En fait, ce n’était pas si important. Bien sûr, elle essayait de toute façon de fuir les questions critiques qui jalonnaient alors sa vie d’après-guerre, que ce soit en s’éloignant de l’Europe, ou en allant en profondeur, sous l’eau. Et justement, cette histoire d’évasion se résume déjà assez bien avec sa carrière africaine, et notamment comment elle se comporte dans un contexte colonial ou néo-colonial : on la voit autoritaire, pousser les gens comme des marionnettes. C’aurait été répétitif de montrer la même chose, mais sous l’eau. Cela n’a de toute façon jamais été l’ambition de ce documentaire d’évoquer l’intégralité de la vie de Leni Riefenstahl. Il fallait se concentrer sur les éléments nécessaires à la compréhension de son personnage, qui plus est de nos jours ; or, son comportement avec les Noubas au Soudan est révélateur de bien plus de choses, et rencontre des questions toujours contemporaines sur le colonialisme.
Bien qu’ayant réalisé au moins deux grands documentaires, et outre son travail de photographe, on voit tout de même dans votre film comment Leni Riefenstahl est en permanence une actrice, qui se met en scène elle-même.
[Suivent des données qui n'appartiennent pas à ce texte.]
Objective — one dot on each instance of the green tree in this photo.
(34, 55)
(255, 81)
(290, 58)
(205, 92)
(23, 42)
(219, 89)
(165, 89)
Vous montrez la dernière interview d’elle, qui approche des 100 ans, elle est en extérieur, mécontente de la lumière du soleil sur sa peau car on voit ses rides, elle donne des instructions à moitié écoutées, on dirait presque Gloria Swanson à la fin de Boulevard du Crépuscule. Au terme de ce travail sur elle, quelle serait selon vous la part dominante chez elle, entre l’actrice et la réalisatrice ?
Les deux sont dominants. C’est justement un mélange intéressant, chez elle : elle souhaite avoir le contrôle sur tout. En tant qu’actrice, car elle veut avoir le contrôle de son image, qui sera projetée au public. Et puis sur le reste, sur l’image, la mise en scène, tout ce qui contribue à sa légende, à son storytelling. Et on peut dire qu’en ce sens elle a eu beaucoup de succès, soit en étant intimidante, en criant, en étant agressive, ou en créant justement un récit dans lequel elle était la victime (« J’ai été traitée comme une sorcière », « J’ai fait trois ans de prison » – ce qui est faux, elle est restée détenue six semaines, etc.), soit en étant au contraire charmante, voire mielleuse avec les gens venant l’interviewer. Actrice comme réalisatrice, elle voulait et avait le contrôle.
LENI RIEFENSTAHL,
LA LUMIÈRE ET LES OMBRES
Andres Veiel, 2024, Allemagne
ARP Sélection
Au cinéma le 27 novembre 2024
[1] Une collaboration qui les hantera et dont ils auront bien du mal à se défaire. Pabst se consacrera à des œuvres de dénazification après la guerre. Fanck, plus jamais embauché en tant que réalisateur, deviendra bûcheron.